Considerações finais

Com base no exposto acima, pretendemos refletir acerca da língua e da cultura pelo fato de serem não só objeto de estudo do professor de LP, como também o veículo de ação social dos professores de outras disciplinas e dos alunos.

O professor de LM deve trabalhar a partir das diferenças, pois a sua sala de aula é repleta de diversidades (os alunos que a compõem são responsáveis por esse cenário). Não havendo como ignorar tal fato, cabe ao professor arregaçar as mangas e trabalhar com e na variedade para formar cidadãos críticos, sujeitos. A não alusão às diferenças e o respeito a elas causam o silenciamento, a submissão e, principalmente, a ilusão nos alunos de que há língua, cultura, raça, credo, etc.; melhor do que o de cada um deles que se sente excluído pelo sistema escolar. Apesar de estarem inscritos numa série, numa escola. Então, a partir dessa terrível realidade, o professor precisa rever sua prática pedagógica urgentemente. Antes que aconteça aqui o que está ocorrendo em Paris. O professor deve desenvolver um trabalho condizente com as necessidades dos alunos e com as propostas dos PCNs, a fim de que possamos ter uma sociedade melhor. Afinal, não compete ao professor levar o aluno a ser sujeito da sua história e não a mero espectador?

Referências Bibliográficas

  • ALMEIDA, Fernando Afonso de. “Desvios e efeitos na produção de enunciados” In: Boletim da ABRALIN. Fortaleza: Imprensa Universitária, 2001.
  • AMOSY, R. Imagens de soi dans le discours. Lausanne: Delachaux, 1999.
  • BAKHTIN, M. Marxismo e filosofia da linguagem.

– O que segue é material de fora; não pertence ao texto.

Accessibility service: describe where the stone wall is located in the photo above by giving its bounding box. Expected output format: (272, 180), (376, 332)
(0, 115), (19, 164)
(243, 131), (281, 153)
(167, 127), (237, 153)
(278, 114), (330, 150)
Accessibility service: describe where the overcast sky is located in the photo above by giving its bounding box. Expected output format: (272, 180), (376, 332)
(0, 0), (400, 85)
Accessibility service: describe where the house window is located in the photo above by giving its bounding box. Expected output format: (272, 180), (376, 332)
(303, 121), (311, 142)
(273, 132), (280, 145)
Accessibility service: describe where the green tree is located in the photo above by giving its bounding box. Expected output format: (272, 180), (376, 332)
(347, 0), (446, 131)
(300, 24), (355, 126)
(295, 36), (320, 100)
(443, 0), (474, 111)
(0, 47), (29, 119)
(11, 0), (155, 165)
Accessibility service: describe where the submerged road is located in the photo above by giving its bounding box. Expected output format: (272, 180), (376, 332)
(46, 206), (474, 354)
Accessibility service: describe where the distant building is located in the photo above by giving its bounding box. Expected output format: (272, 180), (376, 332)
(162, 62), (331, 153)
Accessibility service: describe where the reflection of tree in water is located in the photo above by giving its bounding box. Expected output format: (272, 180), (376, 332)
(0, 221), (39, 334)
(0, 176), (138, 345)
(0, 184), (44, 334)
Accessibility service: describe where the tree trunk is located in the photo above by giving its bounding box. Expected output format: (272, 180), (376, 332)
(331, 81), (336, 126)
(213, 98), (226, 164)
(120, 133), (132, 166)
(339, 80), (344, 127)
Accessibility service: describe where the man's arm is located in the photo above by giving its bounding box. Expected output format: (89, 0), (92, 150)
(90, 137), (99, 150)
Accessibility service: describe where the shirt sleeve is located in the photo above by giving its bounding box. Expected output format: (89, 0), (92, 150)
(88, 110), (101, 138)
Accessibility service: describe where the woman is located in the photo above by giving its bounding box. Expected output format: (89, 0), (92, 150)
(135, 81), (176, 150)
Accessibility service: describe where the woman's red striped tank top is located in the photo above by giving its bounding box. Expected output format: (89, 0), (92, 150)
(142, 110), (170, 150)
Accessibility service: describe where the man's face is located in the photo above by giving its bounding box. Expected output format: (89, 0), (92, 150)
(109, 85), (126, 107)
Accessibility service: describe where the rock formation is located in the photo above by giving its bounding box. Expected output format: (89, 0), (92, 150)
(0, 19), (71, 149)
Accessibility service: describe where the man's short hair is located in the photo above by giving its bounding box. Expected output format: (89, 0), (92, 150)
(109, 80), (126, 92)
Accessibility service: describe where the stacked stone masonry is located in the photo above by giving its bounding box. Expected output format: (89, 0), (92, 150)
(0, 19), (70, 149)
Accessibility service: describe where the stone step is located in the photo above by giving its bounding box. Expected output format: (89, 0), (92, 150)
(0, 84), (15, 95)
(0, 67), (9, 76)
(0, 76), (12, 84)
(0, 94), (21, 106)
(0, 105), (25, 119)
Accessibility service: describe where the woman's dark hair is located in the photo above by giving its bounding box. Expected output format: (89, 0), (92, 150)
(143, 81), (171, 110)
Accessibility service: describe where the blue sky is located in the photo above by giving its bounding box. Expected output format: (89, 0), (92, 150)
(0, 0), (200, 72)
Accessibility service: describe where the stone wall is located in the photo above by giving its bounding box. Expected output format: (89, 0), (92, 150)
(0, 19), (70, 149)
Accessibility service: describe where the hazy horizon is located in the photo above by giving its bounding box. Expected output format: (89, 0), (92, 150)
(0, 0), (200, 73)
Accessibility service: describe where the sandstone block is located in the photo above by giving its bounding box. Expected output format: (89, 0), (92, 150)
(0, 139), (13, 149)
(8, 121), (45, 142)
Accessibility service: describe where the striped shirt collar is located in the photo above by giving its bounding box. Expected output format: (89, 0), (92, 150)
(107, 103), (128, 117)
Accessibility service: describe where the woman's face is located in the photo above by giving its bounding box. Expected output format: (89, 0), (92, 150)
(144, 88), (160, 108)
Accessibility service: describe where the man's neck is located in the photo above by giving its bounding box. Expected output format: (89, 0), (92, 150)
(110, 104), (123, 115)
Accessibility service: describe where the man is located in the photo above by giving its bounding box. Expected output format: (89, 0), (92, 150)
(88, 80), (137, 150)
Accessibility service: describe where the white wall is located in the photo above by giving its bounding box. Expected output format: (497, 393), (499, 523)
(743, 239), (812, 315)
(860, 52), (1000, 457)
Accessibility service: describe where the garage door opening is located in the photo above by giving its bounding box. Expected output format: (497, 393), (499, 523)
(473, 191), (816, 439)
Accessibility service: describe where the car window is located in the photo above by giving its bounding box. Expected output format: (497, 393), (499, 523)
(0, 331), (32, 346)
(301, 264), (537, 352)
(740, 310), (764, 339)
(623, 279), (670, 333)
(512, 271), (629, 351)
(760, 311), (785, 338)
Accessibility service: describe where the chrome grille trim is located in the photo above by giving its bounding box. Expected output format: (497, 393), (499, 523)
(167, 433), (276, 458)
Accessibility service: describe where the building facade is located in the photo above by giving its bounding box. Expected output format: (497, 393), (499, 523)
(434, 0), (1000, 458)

São Paulo: Hucitec, 1986.
  • BENVENISTE, E. Problemas de linguística geral. São Paulo: National Edusp, 1976.
  • BRONCKART, J. P. Atividade de linguagem, textos e discursos. São Paulo: EDUC, 1999.
  • CHIANCA, Rosalina Maria Sales. L’ Enseignement pluriel du francais. In: ELOS. N 2, 1996.
  • DABÈNE, Louise. Variations et rituels en classe de langue. Paris: Hatier, 1990.
  • GOFFMAN, E. “A elaboração da face” In: FIGUEIRA, S. A. (org.). Psicanálise e Ciências Sociais. Rio de Janeiro: Francisco Alves, 1980.
  • KERBRAT-ORECCHIONI, Catherine. Les interactions verbales. Paris: A.Colin, 1990.
  • ––––––. Les actes de langage dans le discours. Paris: Nathan, 2001.
  • KOCH, I. A inter-ação pela linguagem. São Paulo: Contexto, 1997.
  • PARAQUETT, Márcia. Da abordagem estruturalista à comunicativa. In: TROUCHE e REIS (org.). Hispanismo. Brasília: Ministério da Educação, Cultura e Deporto, 2000, vol. 1.
  • REVUZ, Christiane. “ A LE entre o desejo de um outro lugar e o risco do exílio”. In: SIGNOZINI, Inês (org.). Linguagem e identidade. Campinas: Mercado de Letras, 1998.